Questo è stato il messaggio predominante nelle innumerevoli manifestazioni per la pace del fine settimana di Pasqua in tutta la Germania, all’est, all’ovest, al nord e al sud – ancora piccole, ma più grandi di quanto siano state per anni. Poi, il Primo Maggio, i lavoratori, specialmente quelli nei sindacati, hanno sorpreso la nazione proclamando proprio questo messaggio, forte e chiaro, fischiando Olaf Scholz per l’invio di armi in Ucraina e per l’aumento del bilancio militare mentre così tanti vengono colpiti duramente nelle condizioni materiali – e mentre i monopoli prosperano.

Ha gridato, infuriato, all’inaspettato coro di fischi, mentre il sindaco di Berlino Franziska Giffey, anche lei socialdemocratica, è stata premiata con il lancio di uova per un messaggio simile. La rabbia sembra chiara e forte come non si vedeva da molti anni.

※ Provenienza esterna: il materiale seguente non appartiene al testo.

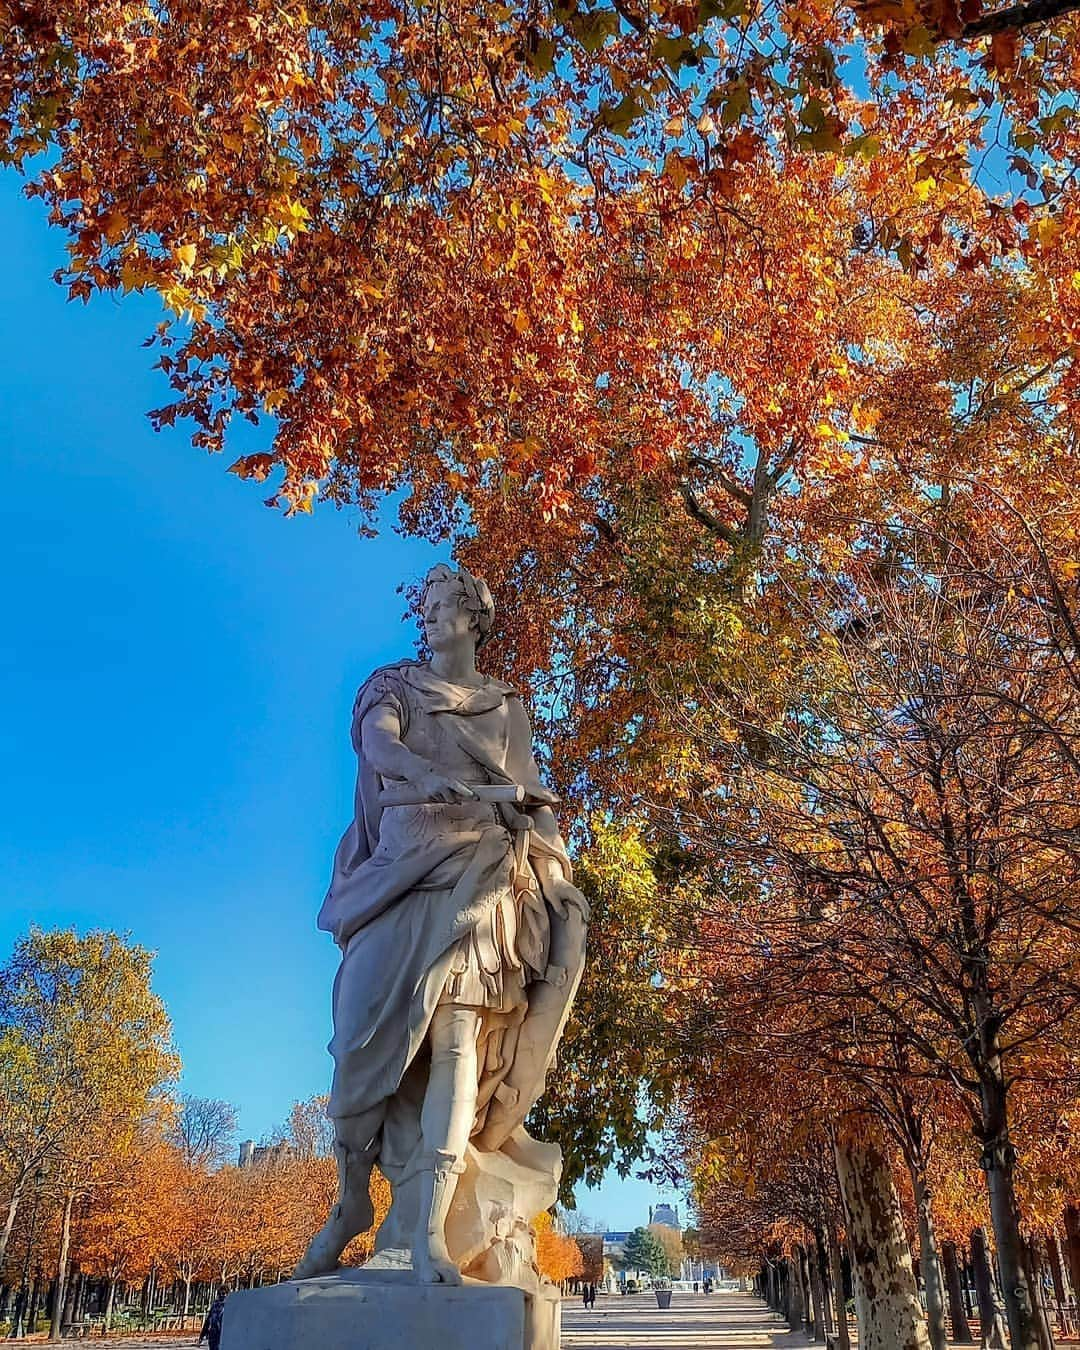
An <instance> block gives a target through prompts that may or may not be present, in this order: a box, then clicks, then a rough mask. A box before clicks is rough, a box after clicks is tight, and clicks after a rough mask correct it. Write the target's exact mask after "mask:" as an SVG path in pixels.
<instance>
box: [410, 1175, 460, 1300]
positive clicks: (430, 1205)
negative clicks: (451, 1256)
mask: <svg viewBox="0 0 1080 1350" xmlns="http://www.w3.org/2000/svg"><path fill="white" fill-rule="evenodd" d="M431 1162H432V1165H431V1166H427V1168H424V1169H421V1172H420V1212H418V1215H417V1224H416V1238H414V1242H413V1269H414V1270H416V1274H417V1277H418V1278H420V1281H421V1282H424V1284H460V1282H462V1274H460V1270H459V1269H458V1266H456V1265H455V1262H454V1261H452V1260H451V1255H450V1251H448V1250H447V1234H445V1226H447V1216H448V1215H450V1207H451V1204H452V1201H454V1192H455V1191H456V1189H458V1176H459V1174H460V1173H462V1172H464V1162H462V1160H460V1158H458V1157H456V1154H454V1153H448V1152H447V1150H445V1149H436V1150H435V1153H433V1154H432V1157H431Z"/></svg>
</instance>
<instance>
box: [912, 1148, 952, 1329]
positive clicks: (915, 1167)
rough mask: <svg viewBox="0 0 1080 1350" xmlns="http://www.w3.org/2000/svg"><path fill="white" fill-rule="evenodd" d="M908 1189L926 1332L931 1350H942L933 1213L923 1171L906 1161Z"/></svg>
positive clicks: (938, 1277)
mask: <svg viewBox="0 0 1080 1350" xmlns="http://www.w3.org/2000/svg"><path fill="white" fill-rule="evenodd" d="M909 1170H910V1173H911V1188H913V1191H914V1192H915V1214H917V1215H918V1223H919V1269H921V1272H922V1287H923V1289H925V1291H926V1330H927V1332H929V1336H930V1346H931V1347H933V1350H945V1346H946V1341H948V1334H946V1331H945V1291H944V1288H942V1280H941V1262H940V1261H938V1254H937V1233H936V1231H934V1211H933V1197H931V1195H930V1187H929V1183H927V1180H926V1168H925V1165H923V1164H922V1162H921V1161H919V1160H914V1161H910V1160H909Z"/></svg>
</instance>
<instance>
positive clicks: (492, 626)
mask: <svg viewBox="0 0 1080 1350" xmlns="http://www.w3.org/2000/svg"><path fill="white" fill-rule="evenodd" d="M437 582H455V583H456V586H458V587H459V590H460V594H462V605H463V606H464V609H466V610H467V612H468V613H470V614H471V616H472V621H474V622H475V625H477V647H482V645H483V644H485V643H486V641H487V639H489V637H490V634H491V628H493V626H494V622H495V602H494V599H493V598H491V591H490V589H489V586H487V582H486V580H483V578H482V576H474V575H472V572H470V571H468V568H467V567H451V566H450V563H436V564H435V567H432V570H431V571H429V572H428V575H427V576H425V578H424V595H427V591H428V587H429V586H433V585H436V583H437ZM424 595H421V599H420V603H421V605H423V603H424Z"/></svg>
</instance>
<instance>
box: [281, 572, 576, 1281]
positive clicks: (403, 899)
mask: <svg viewBox="0 0 1080 1350" xmlns="http://www.w3.org/2000/svg"><path fill="white" fill-rule="evenodd" d="M421 612H423V625H424V637H425V641H427V647H428V648H429V651H431V657H429V660H421V661H417V660H402V661H397V663H396V664H391V666H385V667H382V668H381V670H378V671H375V674H374V675H371V676H370V679H367V680H366V683H365V684H363V686H362V687H360V691H359V694H358V695H356V702H355V707H354V713H352V744H354V747H355V751H356V755H358V759H359V774H358V780H356V796H355V817H354V819H352V823H351V825H350V826H348V829H347V832H346V834H344V837H343V838H342V842H340V845H339V848H338V853H336V856H335V860H333V875H332V880H331V886H329V891H328V894H327V898H325V903H324V904H323V910H321V913H320V917H319V926H320V927H321V929H325V930H327V931H329V933H332V934H333V938H335V941H336V942H338V945H339V946H340V949H342V964H340V969H339V972H338V977H336V980H335V985H333V1039H332V1042H331V1054H332V1056H333V1064H335V1072H333V1087H332V1091H331V1099H329V1112H331V1116H332V1118H333V1123H335V1131H336V1134H335V1138H336V1143H335V1149H336V1157H338V1168H339V1187H340V1189H339V1199H338V1204H336V1206H335V1207H333V1210H332V1212H331V1215H329V1218H328V1219H327V1223H325V1226H324V1227H323V1230H321V1231H320V1233H319V1234H317V1235H316V1237H315V1238H313V1239H312V1243H311V1246H309V1247H308V1251H306V1254H305V1257H304V1260H302V1261H301V1262H300V1266H298V1268H297V1270H296V1273H294V1276H293V1278H294V1280H311V1278H313V1277H323V1276H327V1274H328V1273H329V1272H333V1270H335V1269H336V1268H338V1262H339V1258H340V1255H342V1251H343V1250H344V1247H346V1246H347V1245H348V1242H350V1241H351V1239H352V1238H354V1237H355V1235H356V1234H358V1233H363V1231H365V1230H367V1228H369V1227H370V1226H371V1222H373V1214H371V1203H370V1199H369V1177H370V1173H371V1168H373V1166H374V1165H375V1164H378V1165H379V1168H381V1170H382V1172H383V1173H385V1174H386V1177H387V1179H389V1181H390V1184H391V1189H393V1206H391V1210H390V1214H389V1216H387V1219H386V1222H385V1223H383V1224H382V1227H381V1230H379V1234H378V1239H377V1250H375V1255H374V1257H373V1260H371V1261H370V1262H369V1266H367V1268H366V1270H367V1269H370V1270H371V1272H373V1274H374V1272H378V1270H385V1272H387V1273H394V1272H396V1273H397V1277H400V1278H406V1280H408V1281H412V1282H414V1284H423V1285H460V1284H462V1281H463V1277H464V1280H466V1282H470V1281H472V1280H479V1281H485V1282H487V1284H495V1285H516V1287H518V1288H526V1289H528V1288H533V1289H535V1288H537V1285H539V1284H540V1282H541V1281H540V1277H539V1273H537V1270H536V1265H535V1251H533V1246H532V1241H533V1239H532V1233H531V1230H529V1226H528V1223H529V1219H531V1218H532V1216H533V1215H536V1214H537V1212H539V1211H540V1210H541V1208H545V1207H547V1206H549V1204H551V1203H552V1201H553V1199H555V1193H556V1189H558V1180H559V1172H560V1166H562V1160H560V1156H559V1150H558V1147H556V1146H553V1145H545V1143H540V1142H539V1141H536V1139H532V1138H531V1137H529V1135H528V1134H526V1133H525V1130H524V1120H525V1116H526V1114H528V1112H529V1110H531V1108H532V1106H533V1104H535V1102H536V1100H537V1098H539V1096H540V1095H541V1092H543V1089H544V1079H545V1075H547V1072H548V1068H549V1066H551V1064H552V1062H553V1056H555V1048H556V1045H558V1041H559V1037H560V1034H562V1030H563V1026H564V1023H566V1018H567V1015H568V1011H570V1004H571V1000H572V998H574V992H575V990H576V985H578V980H579V979H580V972H582V964H583V960H585V929H586V921H587V914H589V909H587V904H586V900H585V896H583V895H582V892H580V891H579V890H578V888H576V887H575V886H574V883H572V873H571V865H570V860H568V857H567V852H566V846H564V844H563V840H562V837H560V834H559V828H558V823H556V819H555V813H553V810H552V807H553V806H555V805H556V801H558V799H556V798H555V796H553V794H552V792H551V791H549V790H548V788H545V787H544V786H543V784H541V782H540V775H539V771H537V765H536V760H535V757H533V751H532V744H531V741H532V732H531V728H529V721H528V717H526V714H525V710H524V707H522V703H521V699H520V697H518V694H517V693H516V691H514V690H513V687H512V686H509V684H505V683H502V682H501V680H497V679H493V678H490V676H486V675H482V674H481V672H479V671H478V670H477V660H475V659H477V649H478V648H479V647H482V644H483V641H485V640H486V639H487V636H489V634H490V632H491V625H493V620H494V605H493V601H491V594H490V591H489V589H487V586H486V585H485V583H483V582H482V580H479V579H478V578H474V576H472V575H470V572H467V571H464V570H455V568H452V567H450V566H445V564H440V566H437V567H435V568H432V571H431V572H429V574H428V576H427V580H425V585H424V593H423V603H421ZM404 1272H408V1274H404Z"/></svg>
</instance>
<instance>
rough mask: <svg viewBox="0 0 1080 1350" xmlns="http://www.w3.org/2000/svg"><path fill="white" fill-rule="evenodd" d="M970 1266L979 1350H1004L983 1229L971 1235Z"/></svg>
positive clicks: (1003, 1342) (998, 1313)
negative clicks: (977, 1325)
mask: <svg viewBox="0 0 1080 1350" xmlns="http://www.w3.org/2000/svg"><path fill="white" fill-rule="evenodd" d="M971 1264H972V1269H973V1270H975V1292H976V1295H977V1297H979V1326H980V1328H981V1334H980V1346H981V1350H1004V1326H1003V1324H1002V1309H1000V1308H999V1307H998V1299H996V1297H995V1295H994V1276H992V1273H991V1269H990V1257H988V1255H987V1235H985V1233H984V1231H983V1228H973V1230H972V1235H971Z"/></svg>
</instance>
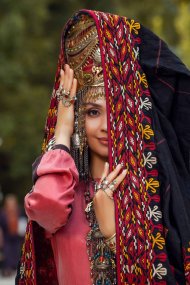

L’esistenza di Die Linke in pericolo

In questa situazione e con questi pericoli, la voce del partito Die Linke nel Bundestag e nelle legislature statali è estremamente importante. Rimane una voce antifascista e antimilitarista per i diritti delle persone.

Ma, tragicamente, La Sinistra ora deve affrontare non solo l’esclusione dalla maggior parte dei parlamenti regionali per non aver raggiunto il livello richiesto del 5%, ma anche una crisi interna senza precedenti.

Con i suoi livelli di consenso in calo nei sondaggi, le brutte dimissioni di una delle sue presidentesse, le accuse fasulle contro l’altra a causa di un presunto scandalo sessuale e, cosa più importante, una profonda spaccatura sulle principali questioni politiche, soprattutto la politica militare ed estera aggravata dalla guerra in Ucraina, l’esistenza del partito è in pericolo.

Pro o contro la NATO, pro o contro l’ipotesi di partecipare al governo; queste e altre questioni fondamentali saranno dibattute al congresso di giugno a Erfurt, in cui l’intero corpo esecutivo e i due presidenti dovranno essere rieletti. Il risultato finale è tutt’altro che certo.